BlackRock is seeking to provide “absolute transparency” on private market fees as the UK government pushes through pension schemes to invest funds in unlisted assets, an executive at the world’s largest asset manager has said.
The comments come as Britain is trying to start an investment “big bang” by convincing pensions and other big asset allocators, such as endowments and sovereign wealth funds, to invest in unlisted UK assets.
“The sentiment is that we need absolute transparency and we need to work towards it,” Armit Bhambra, head of UK corporate pensions at BlackRock, said at last week’s Pensions and Lifetime Savings Association conference in Edinburgh.
In the UK, asset managers including BlackRock have been forced in recent years to adopt standardized fee templates to help pension fund clients understand what they are paying.

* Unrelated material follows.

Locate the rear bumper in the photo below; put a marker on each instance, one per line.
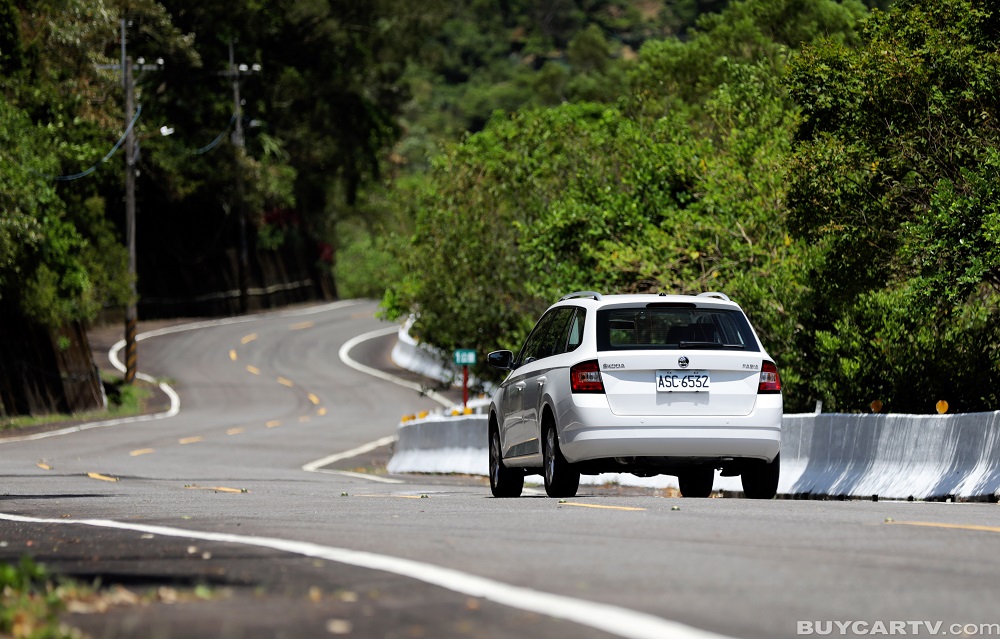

Private markets are “notoriously opaque,” Richard Butcher, managing director of PTL, a British firm of independent trustees, said at the same event. “How do I know what the true cost of the investment is?”
Private equity managers typically charge a two percent annual management fee and a 20 percent performance fee if a performance target is met. Investors also pay other fees and expenses, such as legal and monitoring costs, that can erode overall returns.
BlackRock said it used UK industry-designed fee templates to provide private market data to clients “who inquired”, but told the Financial Times it was “actively looking for an improved way of disclosing” these fees to investors. UK pension fund investors.
In January 2021, BlackRock appeared on a list of investment firms that failed to properly disclose fees to some pension clients, more than three years after the fund manager worked with the UK regulator to improve industry transparency. .
ClearGlass, the company that compiled the list, said BlackRock had since improved overall cost disclosure but was facing problems with private markets. However, ClearGlass added that there was a broader industry problem providing private market rate data for pension plans that used daily pricing.
In recent months, global regulators have also called for greater transparency in the fees that private equity managers charge investors. The US Securities and Exchange Commission proposed in February that private equity funds should provide standardized quarterly data on fees, expenses and performance.
The top US securities regulator had noted in a January report that it had found examples of private equity firms providing inaccurate or misleading information about their performance and charging excessive fees.
The push for greater fee transparency comes at a time when the global private equity industry is booming. Assets under management in private markets reached an all-time high of $9.8 trillion in June 2021, up from $7.4 trillion* a year earlier, according to a March report from consulting firm McKinsey & Co.
Asset allocators are looking for investments that can provide future returns as the powerful rally in equity and debt markets since early 2020 reverses sharply. At the same time, governments are seeking private investment to finance projects, as fiscal finances have been stretched due to stimulus programs put in place at the height of the coronavirus crisis.
Calpers, the largest US pension plan with $450bn under management, plans in July to increase its allocations to private equity, switch to private debt and reduce its portfolio’s share of public stocks.
Meanwhile, AustralianSuper and Canada’s Caisse de Dépôt et Placement du Québec plan to pump a combined £32bn into the UK and European private markets over the next few years.
*This story has been modified to correct the previous year’s figure.